How God interacts with the world

Explaining the import of “circles” as opposed to “lines” in the Ari’s depiction, Ramchal makes the following important remark in his comments to Petach 13 which will help us understand his discussion of overall providence as opposed to the detailed mode of governance.

He says that “the causal relationship between Sephirot [1] can be understood from the ‘circles’ (that were envisioned), while governance [2] can be understood from the ‘lines’ (that were envisioned)”.

That’s to say that what Ari’s depiction reveals is that God employs two different systems for interacting with the world through His Sephirot: one in which He interacts on a simple, overall cause-and-effect level of governance (i.e., if A happens then B will happen; just as Keter brings on Chochma, etc.); and another in which He interacts more dynamically and unpredictably in a detailed mode (i.e., if A happens then B may happen or it may not and L might happen; just as Chochma can affect Binah which is by its side, or Chessed which is beneath it, etc.) [3].

Ramchal expounds upon these two systems elsewhere at length. As he explains it in Da’at Tevunot (190), on one level, God maintains the world and keeps it moving onward toward its ultimate goal come-what-may and despite specific moral or immoral events in the world. Ramchal terms that mode God’s overall providence since it doesn’t touch on variables. On another level, though, God does indeed take specific moral or immoral events into consideration, and Ramchal terms that the detailed mode of governance since it takes every factor into account [4].

Understand that the latter can’t thwart God’s goals for the world; all they do is affect our own standing in the world, depending on our spiritual and ethical standing, but that’s besides the subject at hand. But this will be discussed in different junctures in this work.

This dynamism and interaction also explains Ramchal’s statement in Petach 10 (as well as in his comments there) to the effect that the Sephirot are interdependent,… sequential, and … sequestered within each other, as well as his discussion of Sephirot sometimes being “encased” in each other or seeming to “emerge” from another.

But there’s another point to be made here which is fundamentally important: Ari never said anything about two systems of interaction; that’s how Ramchal explains these “metaphors”. So let’s examine that next.


[1}       This is termed hishtalshilut in Hebrew and it derives from the term for “lowering down” (shilshul) or acting as a “chain” (shalshelet). It thus refers to the descending and causative nature of the Sephirot from Keter to Chochma (etc.) downwards, and to the fixed nature of the relationship.

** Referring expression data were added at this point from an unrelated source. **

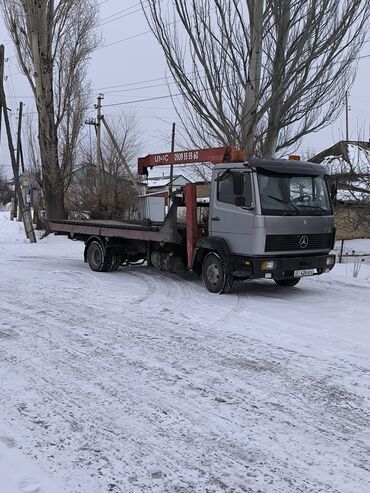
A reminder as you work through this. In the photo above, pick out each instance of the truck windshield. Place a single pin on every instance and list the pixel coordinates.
(294, 195)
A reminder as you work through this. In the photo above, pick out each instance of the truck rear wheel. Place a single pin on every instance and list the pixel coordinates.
(97, 257)
(115, 262)
(287, 282)
(214, 274)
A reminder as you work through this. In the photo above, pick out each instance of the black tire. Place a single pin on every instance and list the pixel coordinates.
(115, 262)
(214, 274)
(97, 257)
(287, 282)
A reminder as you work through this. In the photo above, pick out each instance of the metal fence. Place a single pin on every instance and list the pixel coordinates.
(353, 251)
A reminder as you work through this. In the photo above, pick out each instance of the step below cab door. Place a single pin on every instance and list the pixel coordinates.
(232, 209)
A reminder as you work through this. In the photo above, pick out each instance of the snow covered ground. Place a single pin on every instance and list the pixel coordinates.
(139, 381)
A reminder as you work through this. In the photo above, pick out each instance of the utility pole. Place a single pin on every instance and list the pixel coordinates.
(122, 157)
(98, 132)
(347, 117)
(28, 226)
(19, 139)
(170, 192)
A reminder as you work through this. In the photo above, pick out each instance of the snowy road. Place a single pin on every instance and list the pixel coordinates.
(138, 381)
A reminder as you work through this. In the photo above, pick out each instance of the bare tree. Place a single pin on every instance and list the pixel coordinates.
(107, 193)
(259, 74)
(53, 41)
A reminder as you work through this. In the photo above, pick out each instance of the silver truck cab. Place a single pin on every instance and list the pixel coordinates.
(268, 218)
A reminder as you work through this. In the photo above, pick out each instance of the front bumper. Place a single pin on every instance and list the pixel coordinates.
(284, 268)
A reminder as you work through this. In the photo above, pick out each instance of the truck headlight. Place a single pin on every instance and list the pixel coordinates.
(268, 265)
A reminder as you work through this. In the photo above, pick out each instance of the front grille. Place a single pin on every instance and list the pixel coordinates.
(281, 243)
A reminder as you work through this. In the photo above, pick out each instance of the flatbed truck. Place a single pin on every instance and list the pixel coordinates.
(267, 218)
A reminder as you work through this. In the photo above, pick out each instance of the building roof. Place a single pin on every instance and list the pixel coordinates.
(194, 173)
(164, 181)
(345, 157)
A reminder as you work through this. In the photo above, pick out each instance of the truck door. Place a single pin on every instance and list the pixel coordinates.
(231, 209)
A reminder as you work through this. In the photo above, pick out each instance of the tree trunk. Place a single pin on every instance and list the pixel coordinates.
(54, 203)
(249, 115)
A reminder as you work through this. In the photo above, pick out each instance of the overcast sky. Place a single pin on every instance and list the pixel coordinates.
(129, 66)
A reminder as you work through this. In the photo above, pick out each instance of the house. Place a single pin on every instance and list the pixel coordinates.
(348, 168)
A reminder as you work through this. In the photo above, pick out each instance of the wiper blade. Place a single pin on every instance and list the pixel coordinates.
(317, 208)
(284, 202)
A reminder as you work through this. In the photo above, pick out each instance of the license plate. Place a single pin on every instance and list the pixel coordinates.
(304, 273)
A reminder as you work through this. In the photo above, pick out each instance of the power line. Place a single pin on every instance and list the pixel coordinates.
(181, 93)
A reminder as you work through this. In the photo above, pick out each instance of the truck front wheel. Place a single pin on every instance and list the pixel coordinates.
(214, 274)
(287, 282)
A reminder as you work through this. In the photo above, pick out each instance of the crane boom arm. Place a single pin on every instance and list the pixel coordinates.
(215, 155)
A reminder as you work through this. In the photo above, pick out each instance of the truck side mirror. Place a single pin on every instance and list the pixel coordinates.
(237, 184)
(240, 200)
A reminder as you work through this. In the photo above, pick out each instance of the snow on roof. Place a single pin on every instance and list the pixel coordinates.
(352, 196)
(193, 173)
(359, 162)
(164, 181)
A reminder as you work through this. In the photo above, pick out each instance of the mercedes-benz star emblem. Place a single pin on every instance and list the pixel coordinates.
(303, 241)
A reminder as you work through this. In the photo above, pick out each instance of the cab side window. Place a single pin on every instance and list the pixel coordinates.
(247, 189)
(225, 189)
(229, 183)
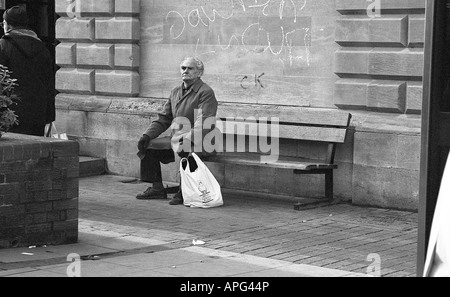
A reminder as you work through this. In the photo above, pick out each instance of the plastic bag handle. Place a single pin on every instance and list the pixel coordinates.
(187, 164)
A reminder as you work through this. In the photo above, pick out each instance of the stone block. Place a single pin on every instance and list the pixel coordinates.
(81, 8)
(116, 126)
(351, 93)
(376, 149)
(116, 152)
(75, 29)
(97, 7)
(386, 187)
(66, 54)
(416, 34)
(117, 29)
(75, 80)
(127, 55)
(345, 5)
(74, 123)
(127, 6)
(355, 61)
(95, 55)
(409, 149)
(414, 97)
(384, 30)
(117, 82)
(387, 95)
(396, 62)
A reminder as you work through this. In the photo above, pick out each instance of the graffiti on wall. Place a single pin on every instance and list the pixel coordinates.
(274, 27)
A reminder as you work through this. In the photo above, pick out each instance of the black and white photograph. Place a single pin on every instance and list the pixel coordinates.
(225, 147)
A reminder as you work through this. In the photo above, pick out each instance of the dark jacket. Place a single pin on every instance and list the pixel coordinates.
(32, 65)
(197, 105)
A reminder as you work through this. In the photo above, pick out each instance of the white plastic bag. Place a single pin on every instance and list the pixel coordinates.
(200, 189)
(52, 132)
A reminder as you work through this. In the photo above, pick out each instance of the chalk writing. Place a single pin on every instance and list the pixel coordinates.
(257, 81)
(260, 35)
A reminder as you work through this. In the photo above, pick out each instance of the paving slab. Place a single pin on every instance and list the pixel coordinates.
(247, 237)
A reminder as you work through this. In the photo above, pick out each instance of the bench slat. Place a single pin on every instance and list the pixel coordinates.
(291, 115)
(310, 133)
(283, 162)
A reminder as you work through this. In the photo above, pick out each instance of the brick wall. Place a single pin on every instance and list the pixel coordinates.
(38, 191)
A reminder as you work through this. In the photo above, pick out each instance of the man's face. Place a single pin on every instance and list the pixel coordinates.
(189, 71)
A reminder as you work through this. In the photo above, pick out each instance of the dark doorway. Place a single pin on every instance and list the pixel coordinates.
(436, 117)
(42, 19)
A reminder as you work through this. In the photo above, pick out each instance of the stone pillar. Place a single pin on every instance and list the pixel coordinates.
(99, 51)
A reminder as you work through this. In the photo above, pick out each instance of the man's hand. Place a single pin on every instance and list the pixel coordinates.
(183, 154)
(143, 142)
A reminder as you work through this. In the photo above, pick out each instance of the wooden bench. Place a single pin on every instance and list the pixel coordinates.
(327, 126)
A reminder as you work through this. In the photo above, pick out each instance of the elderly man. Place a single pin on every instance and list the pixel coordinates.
(192, 102)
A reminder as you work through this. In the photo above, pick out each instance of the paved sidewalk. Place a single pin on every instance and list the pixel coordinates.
(247, 237)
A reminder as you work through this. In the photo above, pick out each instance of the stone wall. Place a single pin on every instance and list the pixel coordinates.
(38, 191)
(119, 62)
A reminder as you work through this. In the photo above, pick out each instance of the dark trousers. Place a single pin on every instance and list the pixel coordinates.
(151, 164)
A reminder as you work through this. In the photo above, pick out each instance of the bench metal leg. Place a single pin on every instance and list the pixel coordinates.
(329, 192)
(329, 185)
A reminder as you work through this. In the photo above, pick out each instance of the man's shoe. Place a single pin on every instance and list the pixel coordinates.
(151, 193)
(177, 199)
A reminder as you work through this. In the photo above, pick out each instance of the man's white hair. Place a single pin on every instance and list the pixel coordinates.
(198, 63)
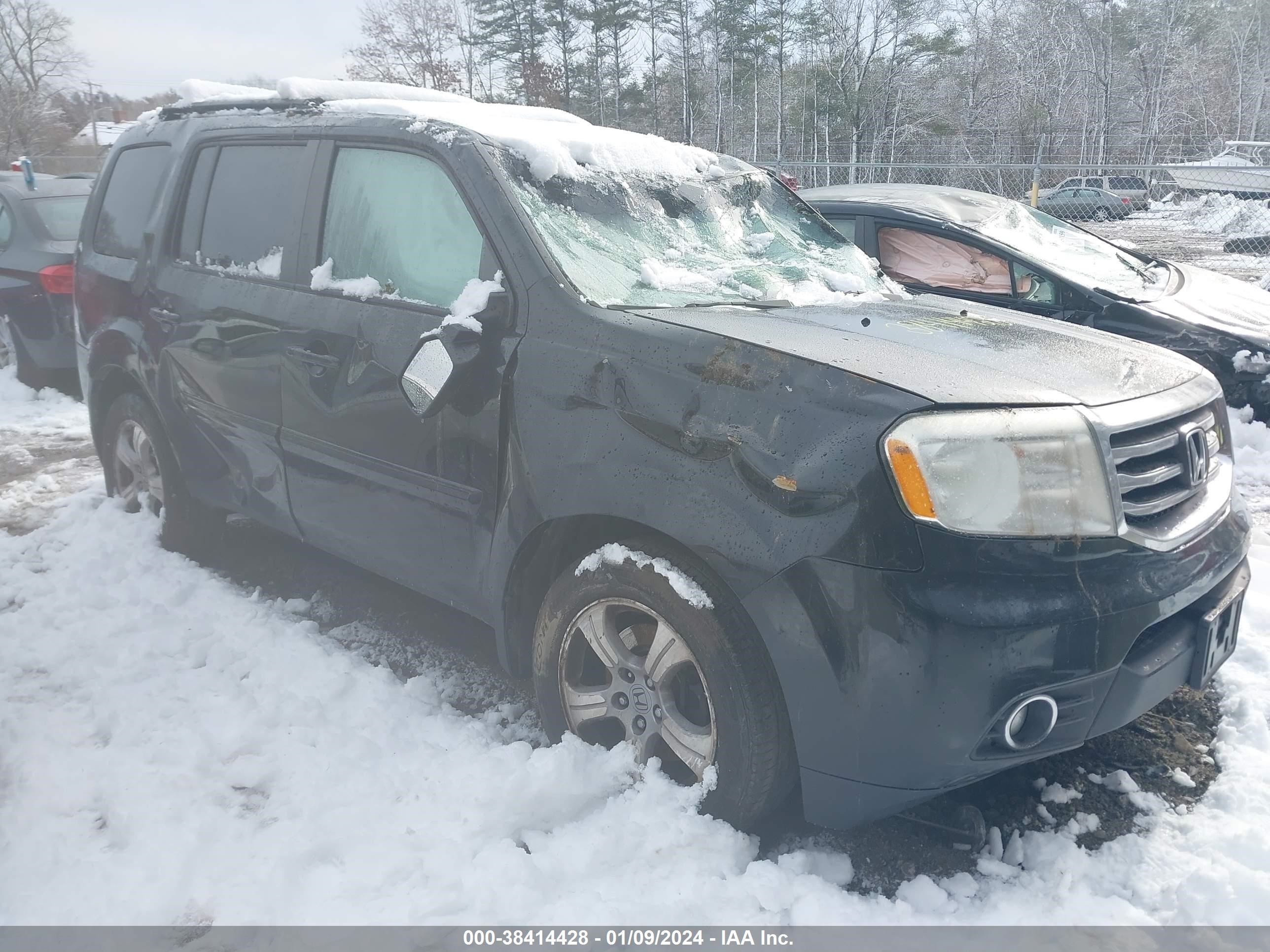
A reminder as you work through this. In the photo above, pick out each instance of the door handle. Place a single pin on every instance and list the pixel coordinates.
(167, 319)
(318, 362)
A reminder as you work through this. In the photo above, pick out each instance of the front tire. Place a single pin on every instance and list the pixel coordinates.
(620, 657)
(142, 471)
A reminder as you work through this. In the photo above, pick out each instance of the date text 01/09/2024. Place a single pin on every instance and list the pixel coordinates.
(627, 937)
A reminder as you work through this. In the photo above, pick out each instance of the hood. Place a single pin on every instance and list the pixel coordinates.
(1218, 303)
(954, 352)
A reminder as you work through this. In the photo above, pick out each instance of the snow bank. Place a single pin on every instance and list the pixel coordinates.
(1218, 215)
(178, 750)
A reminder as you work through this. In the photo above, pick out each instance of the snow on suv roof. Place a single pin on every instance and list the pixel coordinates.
(553, 141)
(954, 205)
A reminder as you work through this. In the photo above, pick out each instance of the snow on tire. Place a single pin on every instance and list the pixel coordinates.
(630, 648)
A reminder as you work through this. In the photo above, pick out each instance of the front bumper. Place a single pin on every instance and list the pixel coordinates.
(897, 682)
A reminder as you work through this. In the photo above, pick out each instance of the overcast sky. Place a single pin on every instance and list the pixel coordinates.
(146, 46)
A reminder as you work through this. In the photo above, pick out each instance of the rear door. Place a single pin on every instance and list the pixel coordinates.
(394, 243)
(219, 303)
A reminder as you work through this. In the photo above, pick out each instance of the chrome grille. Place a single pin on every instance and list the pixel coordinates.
(1154, 468)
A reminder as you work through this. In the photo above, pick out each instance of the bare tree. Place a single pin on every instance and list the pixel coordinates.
(36, 59)
(408, 41)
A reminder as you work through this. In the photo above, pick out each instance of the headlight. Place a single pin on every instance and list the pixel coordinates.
(1002, 473)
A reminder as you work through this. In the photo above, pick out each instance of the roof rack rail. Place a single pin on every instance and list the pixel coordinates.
(215, 106)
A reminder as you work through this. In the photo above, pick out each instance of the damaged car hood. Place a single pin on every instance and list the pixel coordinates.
(954, 352)
(1218, 303)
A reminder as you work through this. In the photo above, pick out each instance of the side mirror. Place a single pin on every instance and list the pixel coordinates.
(427, 374)
(448, 357)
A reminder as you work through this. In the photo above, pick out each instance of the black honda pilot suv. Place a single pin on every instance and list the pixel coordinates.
(726, 493)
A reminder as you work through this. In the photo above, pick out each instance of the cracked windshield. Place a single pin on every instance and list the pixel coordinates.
(665, 243)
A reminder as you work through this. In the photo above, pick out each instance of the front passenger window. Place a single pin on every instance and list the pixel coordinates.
(397, 217)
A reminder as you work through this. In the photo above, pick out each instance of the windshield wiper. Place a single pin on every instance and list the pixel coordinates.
(761, 305)
(1139, 271)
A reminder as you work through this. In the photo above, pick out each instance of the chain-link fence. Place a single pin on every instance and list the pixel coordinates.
(1213, 216)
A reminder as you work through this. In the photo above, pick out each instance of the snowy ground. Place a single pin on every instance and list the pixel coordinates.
(1194, 232)
(177, 748)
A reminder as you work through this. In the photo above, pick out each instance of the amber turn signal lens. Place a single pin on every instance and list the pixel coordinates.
(909, 477)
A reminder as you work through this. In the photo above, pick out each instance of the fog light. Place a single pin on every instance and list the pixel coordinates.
(1029, 723)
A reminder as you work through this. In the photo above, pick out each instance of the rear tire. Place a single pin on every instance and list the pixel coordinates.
(690, 686)
(141, 469)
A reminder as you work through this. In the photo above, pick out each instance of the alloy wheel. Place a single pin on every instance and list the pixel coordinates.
(138, 477)
(628, 676)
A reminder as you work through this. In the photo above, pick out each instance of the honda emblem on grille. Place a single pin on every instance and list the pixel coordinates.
(1197, 456)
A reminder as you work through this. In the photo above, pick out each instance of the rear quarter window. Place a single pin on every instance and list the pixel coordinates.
(130, 196)
(60, 215)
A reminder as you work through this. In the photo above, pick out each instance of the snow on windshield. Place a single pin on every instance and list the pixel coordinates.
(1075, 253)
(647, 239)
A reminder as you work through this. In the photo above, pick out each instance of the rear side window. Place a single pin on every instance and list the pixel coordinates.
(60, 215)
(397, 217)
(130, 195)
(250, 212)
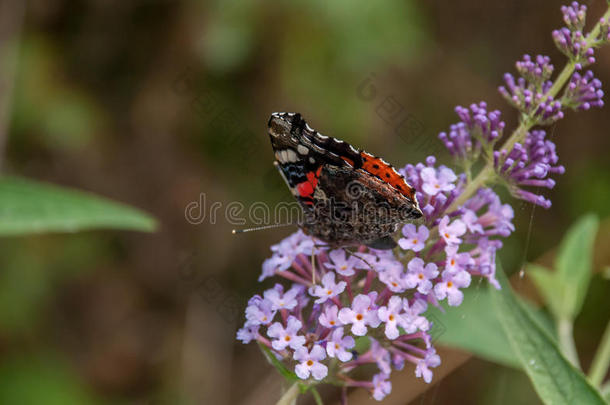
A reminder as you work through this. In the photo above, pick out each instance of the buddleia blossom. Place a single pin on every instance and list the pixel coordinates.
(529, 164)
(478, 129)
(530, 92)
(583, 92)
(344, 313)
(570, 40)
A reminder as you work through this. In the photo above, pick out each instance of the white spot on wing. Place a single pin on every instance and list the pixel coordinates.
(291, 155)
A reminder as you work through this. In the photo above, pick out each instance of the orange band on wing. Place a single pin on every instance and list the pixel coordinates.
(387, 173)
(307, 187)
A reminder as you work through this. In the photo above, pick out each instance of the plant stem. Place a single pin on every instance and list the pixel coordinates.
(521, 131)
(601, 360)
(290, 396)
(565, 329)
(316, 396)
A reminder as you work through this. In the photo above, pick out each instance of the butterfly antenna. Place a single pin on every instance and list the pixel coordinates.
(259, 228)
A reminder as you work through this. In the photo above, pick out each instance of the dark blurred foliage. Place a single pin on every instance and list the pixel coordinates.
(154, 102)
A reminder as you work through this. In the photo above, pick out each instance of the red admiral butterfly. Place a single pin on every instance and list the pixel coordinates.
(349, 197)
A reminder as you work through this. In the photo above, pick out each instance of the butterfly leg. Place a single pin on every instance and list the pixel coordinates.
(357, 255)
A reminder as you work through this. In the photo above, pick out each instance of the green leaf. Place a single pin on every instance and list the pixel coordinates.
(555, 380)
(473, 327)
(574, 261)
(281, 367)
(28, 207)
(552, 288)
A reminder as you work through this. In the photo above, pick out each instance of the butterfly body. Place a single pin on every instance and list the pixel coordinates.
(349, 197)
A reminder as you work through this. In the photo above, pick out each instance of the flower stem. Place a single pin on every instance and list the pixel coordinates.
(601, 361)
(526, 123)
(290, 396)
(316, 396)
(565, 329)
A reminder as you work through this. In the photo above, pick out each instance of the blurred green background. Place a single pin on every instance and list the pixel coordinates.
(154, 102)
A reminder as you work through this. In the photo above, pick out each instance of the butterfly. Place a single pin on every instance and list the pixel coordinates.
(349, 197)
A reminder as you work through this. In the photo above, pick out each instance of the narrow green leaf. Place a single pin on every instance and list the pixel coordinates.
(28, 207)
(473, 327)
(552, 289)
(281, 368)
(574, 261)
(555, 380)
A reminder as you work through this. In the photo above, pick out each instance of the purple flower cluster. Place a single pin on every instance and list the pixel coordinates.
(478, 129)
(314, 325)
(570, 40)
(583, 92)
(530, 92)
(529, 165)
(343, 310)
(380, 296)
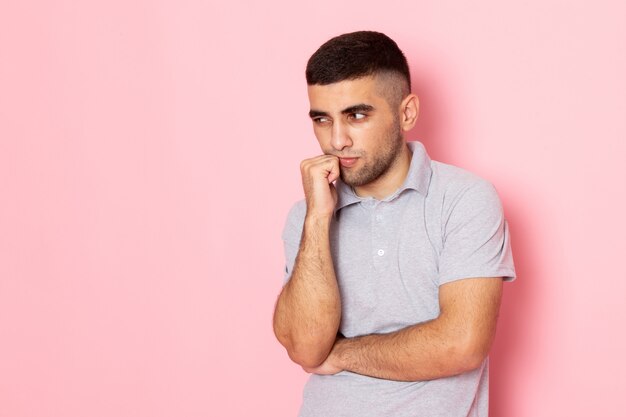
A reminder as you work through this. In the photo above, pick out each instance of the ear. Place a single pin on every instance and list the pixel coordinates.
(409, 111)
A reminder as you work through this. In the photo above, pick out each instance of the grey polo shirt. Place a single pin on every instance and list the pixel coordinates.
(390, 256)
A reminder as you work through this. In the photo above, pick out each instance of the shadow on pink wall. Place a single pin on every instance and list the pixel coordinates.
(512, 347)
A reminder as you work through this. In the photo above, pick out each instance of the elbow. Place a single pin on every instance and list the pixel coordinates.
(306, 353)
(307, 358)
(470, 355)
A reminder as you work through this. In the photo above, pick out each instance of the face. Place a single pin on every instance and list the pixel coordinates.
(355, 122)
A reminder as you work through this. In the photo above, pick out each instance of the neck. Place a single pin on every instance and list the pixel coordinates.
(390, 181)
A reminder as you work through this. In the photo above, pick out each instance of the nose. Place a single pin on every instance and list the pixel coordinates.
(340, 137)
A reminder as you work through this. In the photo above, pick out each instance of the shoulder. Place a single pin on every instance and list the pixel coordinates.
(455, 187)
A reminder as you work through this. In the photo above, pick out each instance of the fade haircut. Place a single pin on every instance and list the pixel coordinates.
(361, 54)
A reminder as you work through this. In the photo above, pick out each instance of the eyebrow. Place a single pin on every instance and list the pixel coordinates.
(357, 108)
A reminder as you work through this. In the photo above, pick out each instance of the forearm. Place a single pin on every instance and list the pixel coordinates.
(308, 311)
(424, 351)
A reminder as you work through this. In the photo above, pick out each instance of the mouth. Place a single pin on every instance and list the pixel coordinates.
(347, 162)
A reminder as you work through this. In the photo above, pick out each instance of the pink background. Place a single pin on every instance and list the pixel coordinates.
(149, 153)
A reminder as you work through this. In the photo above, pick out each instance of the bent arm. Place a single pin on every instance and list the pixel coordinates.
(308, 310)
(455, 342)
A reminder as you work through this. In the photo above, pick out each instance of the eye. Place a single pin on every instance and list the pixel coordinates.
(321, 120)
(357, 116)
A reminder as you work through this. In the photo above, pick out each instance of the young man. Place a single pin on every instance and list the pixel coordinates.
(394, 262)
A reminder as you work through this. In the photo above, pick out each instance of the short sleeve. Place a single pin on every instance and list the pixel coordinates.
(292, 233)
(476, 241)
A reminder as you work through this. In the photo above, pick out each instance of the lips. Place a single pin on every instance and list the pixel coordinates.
(347, 162)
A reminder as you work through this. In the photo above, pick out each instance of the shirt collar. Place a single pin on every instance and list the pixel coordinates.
(418, 178)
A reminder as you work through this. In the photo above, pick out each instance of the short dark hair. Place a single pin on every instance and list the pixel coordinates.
(355, 55)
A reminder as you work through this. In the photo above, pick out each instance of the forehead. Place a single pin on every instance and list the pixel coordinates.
(343, 94)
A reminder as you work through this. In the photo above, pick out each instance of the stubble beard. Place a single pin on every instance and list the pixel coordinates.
(381, 163)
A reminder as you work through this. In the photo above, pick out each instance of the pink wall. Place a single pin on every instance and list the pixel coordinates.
(149, 152)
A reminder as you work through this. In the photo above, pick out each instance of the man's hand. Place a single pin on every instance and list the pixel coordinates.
(318, 175)
(308, 310)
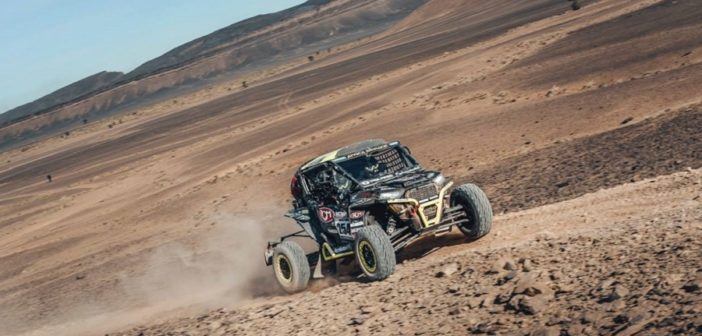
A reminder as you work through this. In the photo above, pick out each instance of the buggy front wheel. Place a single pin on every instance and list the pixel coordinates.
(477, 208)
(292, 270)
(374, 252)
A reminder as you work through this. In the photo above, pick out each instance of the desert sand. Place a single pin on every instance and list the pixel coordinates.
(583, 127)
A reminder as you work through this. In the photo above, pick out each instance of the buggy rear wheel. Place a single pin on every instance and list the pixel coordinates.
(477, 207)
(374, 252)
(292, 270)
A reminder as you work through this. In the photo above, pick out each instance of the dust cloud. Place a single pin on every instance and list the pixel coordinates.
(220, 269)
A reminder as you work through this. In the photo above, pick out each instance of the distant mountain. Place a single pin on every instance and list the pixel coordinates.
(222, 39)
(265, 39)
(65, 94)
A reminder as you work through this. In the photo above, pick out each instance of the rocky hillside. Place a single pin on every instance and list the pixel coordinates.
(65, 94)
(598, 265)
(311, 27)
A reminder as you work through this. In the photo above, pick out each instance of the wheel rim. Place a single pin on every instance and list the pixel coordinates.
(469, 211)
(283, 268)
(367, 256)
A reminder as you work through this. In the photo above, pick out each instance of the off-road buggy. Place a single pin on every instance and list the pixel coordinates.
(367, 201)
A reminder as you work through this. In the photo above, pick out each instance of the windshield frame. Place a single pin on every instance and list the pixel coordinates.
(414, 165)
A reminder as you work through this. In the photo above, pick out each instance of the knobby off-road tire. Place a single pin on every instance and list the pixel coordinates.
(291, 268)
(374, 252)
(477, 207)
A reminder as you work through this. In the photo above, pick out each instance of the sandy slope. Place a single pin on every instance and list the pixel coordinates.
(619, 261)
(169, 205)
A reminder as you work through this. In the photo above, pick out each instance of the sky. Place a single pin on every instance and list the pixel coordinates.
(47, 44)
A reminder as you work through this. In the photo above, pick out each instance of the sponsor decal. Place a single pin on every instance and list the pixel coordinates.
(326, 215)
(356, 224)
(357, 214)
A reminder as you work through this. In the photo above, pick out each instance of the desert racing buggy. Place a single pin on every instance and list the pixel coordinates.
(368, 201)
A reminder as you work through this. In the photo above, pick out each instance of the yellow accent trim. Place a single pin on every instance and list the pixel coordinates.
(365, 266)
(279, 271)
(439, 202)
(328, 254)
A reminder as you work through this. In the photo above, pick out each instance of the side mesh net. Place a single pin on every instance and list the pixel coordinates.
(390, 161)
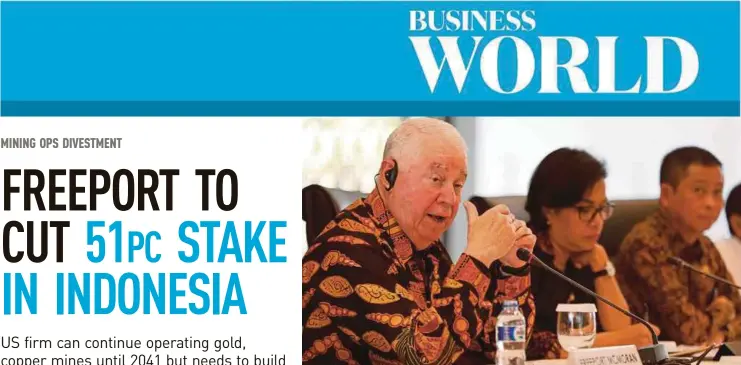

[2]       This is termed hanhaga in Hebrew and it derives from the term for “to lead” “to drive” (nahag). And it thus refers to the dynamic nature of the Sephirot which interact from the top downward, as when Chochma leads to Chessed or when Binah leads to Gevurah (etc.), as well as from side to side, as when Chochma interacts with Binah or when Chessed interacts with Gevurah (etc.).

[3]       As Ramchal worded it in Petach 10, a (vision of a) “circle” refers to a circular mode of governance without differentiation as to Chessed (Kindness), Din (Judgment) or Rachamim (Mercy), but rather as (i.e., it’s an expression of) overall providence…. And it is (a depiction of) the mystical notion of causality. The (vision of a) “straight line” on the other hand indicates a detailed mode of governance that is based on Chessed (Kindness), Din (Judgment) and Rachamim (Mercy, which are themselves laid out as) right, left or center (poles).